One is the ethical legitimacy of prenatal screening. Unlike other kinds of medical tests, the desire outcome is not the patients health. As a recent article in the journal Nature Reviews Genetics pointed out, prenatal screening "differs from other diagnostic procedures in medicine insofar as most of the conditions tested cannot be cured or substantially alleviated. In these cases, the mother's only option is to decide whether to accept the child's impairment or to terminate the pregnancy". So in many cases, prenatal screening for DS has become a kind of DIY eugenics.

But is the impairment of DS really so bad? "Parents who have children with Down Syndrome have already found much richness in life with an extra chromosome," writes Dr Skotko. Admittedly, DS children have an intellectual disability (although some have made it through university) but they are often extraordinarily loving, cheerful and affectionate. Parents often remark that they have special gifts that other children lack.
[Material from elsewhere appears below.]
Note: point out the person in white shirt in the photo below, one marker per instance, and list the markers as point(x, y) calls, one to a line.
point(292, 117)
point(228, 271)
What worries Skotko is that most doctors know very little about the positive side of life with DS and misrepresent the burden of raising a DS child. They often give inaccurate, incomplete and sometimes insensitive advice to women. He feels that this effectively makes it impossible for women to weigh up the pros and the cons before giving informed consent to a termination. They only know the cons.

Furthermore, as the number of Down syndrome children decline, there may be less institutional support and reduced funds for medical research. "If all these people terminate babies with Down syndrome, there won't be programs, there won't be acceptance or tolerance," one Seattle mother told the New York Times.

The new non-invasive tests will make diagnosis of hundreds of genetic conditions possible before birth. DS is just the first of them. So in the not-too-distant future we are sure to debate what kinds of genetic variability we will tolerate in our society. An opinion piece in the leading journal Nature recently argued that "genetic diversity, from within or among groups, should be embraced and celebrated as one of humanity's chief assets". However, having drawn the line at DS, what other conditions will women be encouraged to terminate? Cleft palate? Clubfoot? Heart defects? Being female? Prenatal diagnosis is a mixed blessing: it gives knowledge, but not necessarily the ethical insight to use it wisely.